International Covenant on Civil and Political Rights

1st Optional Protocol to the Covenant (signed only)

Second Optional Protocol to the International Covenant on Civil and Political Rights (aiming to the abolition of the death penalty)

Convention on the Rights of the Child

Convention Against Torture and Other Cruel, Inhuman or Degrading Treatment or Punishment

Statute of the International Criminal Court (which excludes the death penalty)


situation:
In July 2008, following a string of armed robberies, the Parliament adopted the Armed Robbery Act, including provisions allowing for the death penalty for homicides committed during acts of armed robbery, terrorism or hijacking. Liberian Penal Code of 1976, already included the possibility of the death penalty for murder as well armed robbery, mercernarism, terrorism, hijacking, treason, espionage resulting in the death were capital offences but the new law goes against Liberia’s international commitments. On 16 September 2005, in fact, the National Transitional Government, led by Charles Gyude Bryant, had acceded to the Second Optional Protocol to the International Covenant on Civil and Political Rights. President Ellen Johnson-Sirleaf, who could have opposed the legislation of 2008, signed it into law.
It seems that courts are ruling as if the Penal Code of 1976 is unaffected by the 2005 accession to the Second Optional Protocol.
In 2014, the Ministry of Justice initiated a bill to abolish the death penalty and life imprisonment for juvenile offenders, while the Independent National Commission on Human Rights (INCHR) also advocated for a Constitutional amendment abolishing the death penalty pursuant to the Constitution Review Committee process.
In 2015, no executions or death sentences were recorded in Liberia. The last executions, 14, took place in 2000.
As of 18 February 2015, nine persons were on death row, according to the Government.
In 2016, at least  5 new death sentences were imposed. None in 2017.
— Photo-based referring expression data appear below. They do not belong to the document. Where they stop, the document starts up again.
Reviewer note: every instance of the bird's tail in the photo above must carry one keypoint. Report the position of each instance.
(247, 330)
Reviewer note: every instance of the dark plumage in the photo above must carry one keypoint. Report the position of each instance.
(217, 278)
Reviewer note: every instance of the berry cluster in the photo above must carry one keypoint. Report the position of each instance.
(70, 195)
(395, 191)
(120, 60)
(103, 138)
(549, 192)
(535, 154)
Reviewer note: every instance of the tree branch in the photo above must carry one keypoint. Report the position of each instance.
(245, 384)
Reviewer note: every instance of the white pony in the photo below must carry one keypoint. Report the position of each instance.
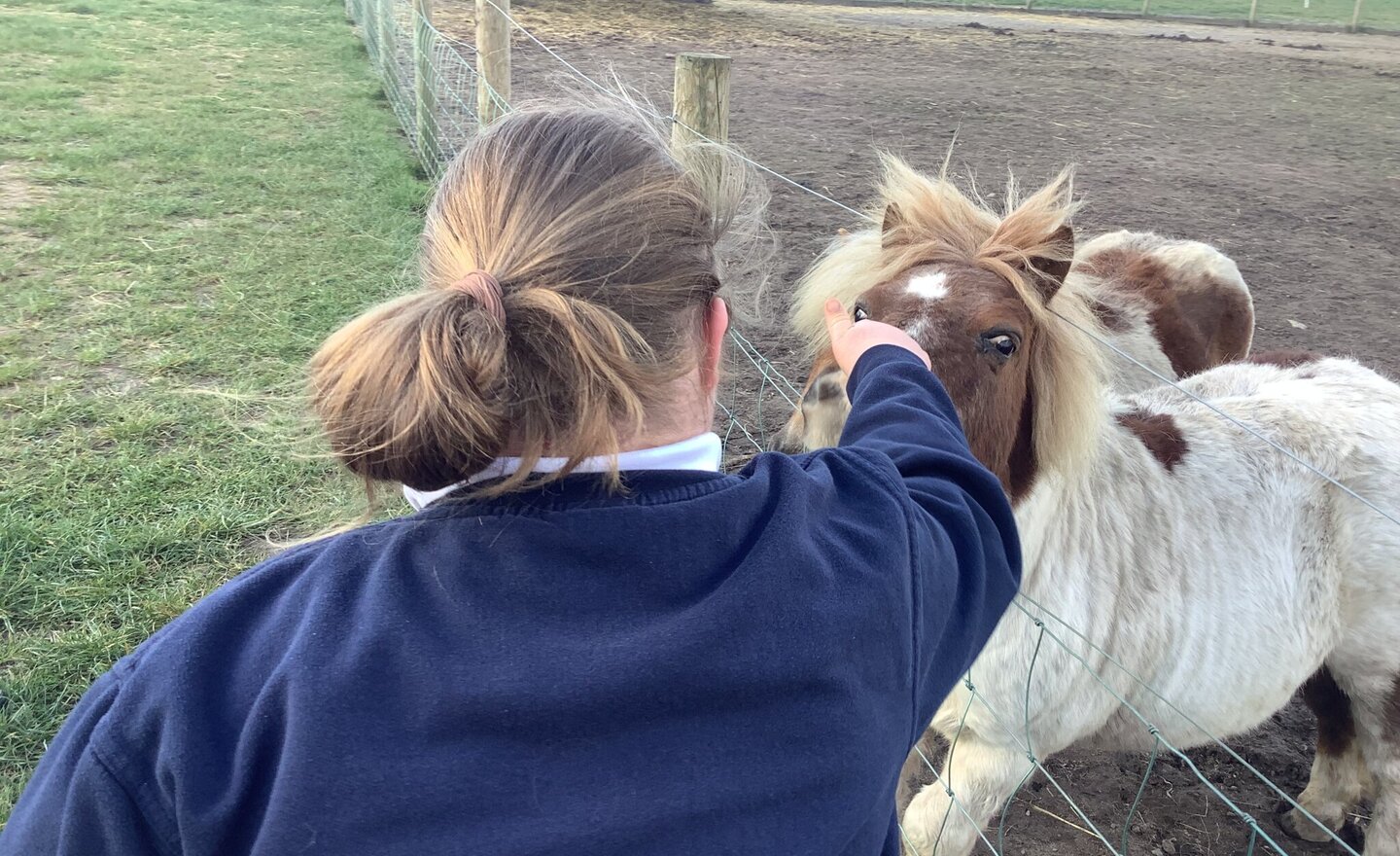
(1218, 570)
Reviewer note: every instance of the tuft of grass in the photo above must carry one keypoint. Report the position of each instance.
(192, 195)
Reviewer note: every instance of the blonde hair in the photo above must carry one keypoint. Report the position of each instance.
(607, 251)
(929, 220)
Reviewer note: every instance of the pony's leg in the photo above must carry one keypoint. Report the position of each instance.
(1339, 772)
(1378, 731)
(983, 776)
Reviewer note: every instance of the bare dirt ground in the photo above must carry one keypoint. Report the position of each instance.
(1281, 147)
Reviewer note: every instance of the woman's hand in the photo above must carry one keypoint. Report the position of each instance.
(853, 338)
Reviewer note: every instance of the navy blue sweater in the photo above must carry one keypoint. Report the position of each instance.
(706, 664)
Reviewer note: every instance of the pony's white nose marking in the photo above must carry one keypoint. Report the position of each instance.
(929, 286)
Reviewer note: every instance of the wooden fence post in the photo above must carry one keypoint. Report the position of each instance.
(425, 85)
(700, 111)
(388, 51)
(493, 59)
(369, 28)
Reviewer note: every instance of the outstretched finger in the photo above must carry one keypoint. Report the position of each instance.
(837, 321)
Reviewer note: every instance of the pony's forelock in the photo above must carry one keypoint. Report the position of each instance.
(935, 223)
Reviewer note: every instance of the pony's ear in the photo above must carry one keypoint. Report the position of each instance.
(893, 219)
(1047, 273)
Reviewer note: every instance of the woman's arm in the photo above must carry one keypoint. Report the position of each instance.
(76, 804)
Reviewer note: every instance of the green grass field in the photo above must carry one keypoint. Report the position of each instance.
(1381, 15)
(192, 195)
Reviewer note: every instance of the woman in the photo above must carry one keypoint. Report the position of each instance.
(588, 640)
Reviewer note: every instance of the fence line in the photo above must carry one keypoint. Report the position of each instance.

The death penalty on women
Liberia has acceded to the ICCPR and the Protocol to the African Charter on Human and Peoples’ Rights on the Rights of Women in Africa, which prohibit the execution of pregnant women, and to the Protocol to the African Charter on Human and Peoples’ Rights on the Rights of Women in Africa, which prohibits the execution of nursing mothers according to deathpenaltyworldwide.org.

United Nations
On 4 May 2015, Liberia was reviewed under the Universal Periodic Review of the UN Human Rights Council. In its National Report, the Government said that Liberia acknowledged its international obligations under the Second Optional Protocol to the International Covenant on Civil and Political Rights, aiming at the abolition of the death penalty. However, in its response to the recommendations received, the Government did not support recommendations to abolish the death penalty.
On December 16, 2020, Liberia, as in previous years, abstained on the Resolution on a Moratorium on the Use of the Death Penalty at the UN General Assembly.